O envolvimento dos funcionários da Oracle no GenO é grande. Os 15 profissionais aprovados escolhem em qual área gostariam de começar. Os gestores fazem um pitch apresentando o projeto no qual eles poderiam trabalhar para atrair os recém-chegados para o seu time. Ao final de cada trimestre, todos mudam de setor e recebem novos desafios. Em cada área, o GenO é acompanhado de perto por um funcionário que se voluntaria para ser o Guardião e outro para ser o Pioneiro. O primeiro fica mais diretamente com o GenO, fazendo a ponte entre as equipes ou oferecendo mentoria. O Pioneiro cuida do programa em si, determinando o papel do estudante dentro do setor.

Lia Zavatini: desejo de mudar o mundo através da tecnologia

Antes mesmo de concluído o período de 12 meses do programa de 2019, todos os selecionados foram efetivados. Uma delas é Lia Zavatini. Aos 36 anos, formada em Administração de Empresas e com MBA em Gestão de Pessoas, ela já tinha uma carreira de dez anos no mercado financeiro quando decidiu mudar radicalmente e iniciar uma nova graduação na área de Tecnologia da Informação. “Assistindo de perto ao processo de automatização dos bancos, percebi que a única forma de mudar o mundo seria através da tecnologia”, diz a profissional.

Durante o programa, ela passou pelas áreas de pré-vendas, vendas e RH, onde foi efetivada. Hoje cuida da área de treinamento e desenvolvimento. Antes de chegar à Oracle, Lia se inscreveu em quase 30 programas de estágio, mas todos pediam experiência na área.

O mesmo aconteceu com Alex, que chegou a ser selecionado para as últimas fases de programas de estágio de outras grandes empresas. O feedback que recebeu em todos foi na linha: “Gostamos muito de você, mas optamos por outra pessoa”. “Eram processos que tinham uma promessa de diversidade, mas quando eu chegava na etapa final, os outros candidatos tinham um perfil muito homogêneo”, lembra o estudante.

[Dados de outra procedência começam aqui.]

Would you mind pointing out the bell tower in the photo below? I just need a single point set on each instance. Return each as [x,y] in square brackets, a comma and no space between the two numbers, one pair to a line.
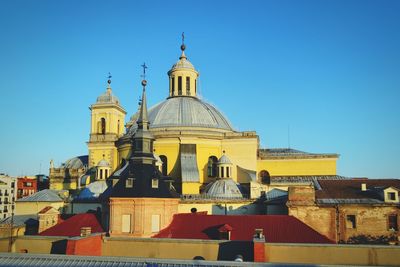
[183,76]
[107,125]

O que chamou atenção de Alex no programa da Oracle foi a valorização dos profissionais pelas suas competências. Não pedia inglês fluente ou experiência anterior. Mesmo descrente, decidiu se candidatar. Sua impressão mudou quando foi para a última etapa, que era presencial. Até ali ele não sabia que o processo era feito às cegas. “Quando notei que só na última entrevista estavam vendo meu currículo, me surpreendi”.

Alex foi efetivado na Oracle, no setor de CSM (Customer Success Management), que cuida de pós-vendas. Levando em conta sua trajetória até aqui, é só uma questão de tempo até que a promessa feita à sua mãe seja cumprida. Resta saber qual sabor de sorvete ela irá escolher.